In the southeastern manufacturing hub of Guangzhou, millions of people have been ordered not to leave their homes without a negative virus test.
Social media footage published on Friday showed residents of the city’s Haizhu district dismantling barricades and throwing objects at police in hazmat attire.
Protests becoming more frequent
The continued tension over Covid curbs and resultant stress on the economy has pushed many people to speak out against the administration.
According to Freedom House’s China Dissent Monitor, 668 incidents of dissent were observed in the country from July to September this year.
“Among them, 636 cases (95%) occurred offline, such as demonstrations, strikes, and occupations, while 32 cases (5%) involved online dissent,” it said.
The report said the greatest number of events occurred in the provinces of Hebei (77), Henan (72), Guangdong (49) and Shaanxi (49).
From nationwide protests by property owners to public anger over frequents lockdowns, there have been several instances of dissent in China.
According to the report, among all the documented cases, 214 (32%) involved delayed housing projects, 110 (17%) involved pay and benefits, and 106 (16%) involved fraud.

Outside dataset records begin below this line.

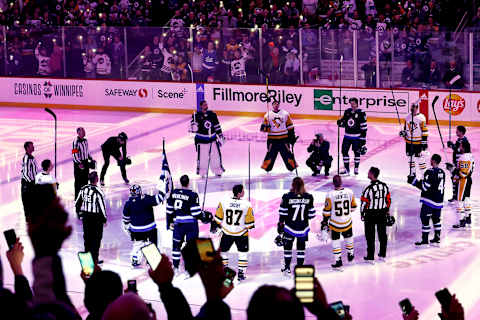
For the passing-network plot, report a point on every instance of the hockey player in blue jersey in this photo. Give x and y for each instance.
(183, 213)
(139, 220)
(432, 186)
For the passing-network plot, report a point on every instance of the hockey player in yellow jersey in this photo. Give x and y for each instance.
(415, 133)
(281, 134)
(463, 179)
(235, 217)
(339, 205)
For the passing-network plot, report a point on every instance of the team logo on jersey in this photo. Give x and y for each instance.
(47, 89)
(322, 99)
(456, 103)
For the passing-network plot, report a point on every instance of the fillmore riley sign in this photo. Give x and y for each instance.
(239, 95)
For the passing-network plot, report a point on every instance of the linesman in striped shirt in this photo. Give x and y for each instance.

In fact, it now appears that cases of dissent have now shifted from property buyers to people fed up with the frequent lockdowns.
IMF criticism of Covid policy
The zero-Covid measures are darkening the outlook for the world’s second-largest economy and dampening hopes that China would significantly ease its outlier coronavirus policy any time soon.
The International Monetary Fund urged China to further recalibrate its Covid-19 strategy and boost vaccination rates.
“Although the zero-Covid strategy has become nimbler over time, the combination of more contagious Covid variants and persistent gaps in vaccinations have led to the need for more frequent lockdowns, weighing on consumption and private investment,” IMF official Gita Gopinath said.
China needs a “recalibration” of its zero-Covid strategy to bring its economy back on track while relying on market reforms to raise productivity and deliver medium- and long-term growth, said Gopinath.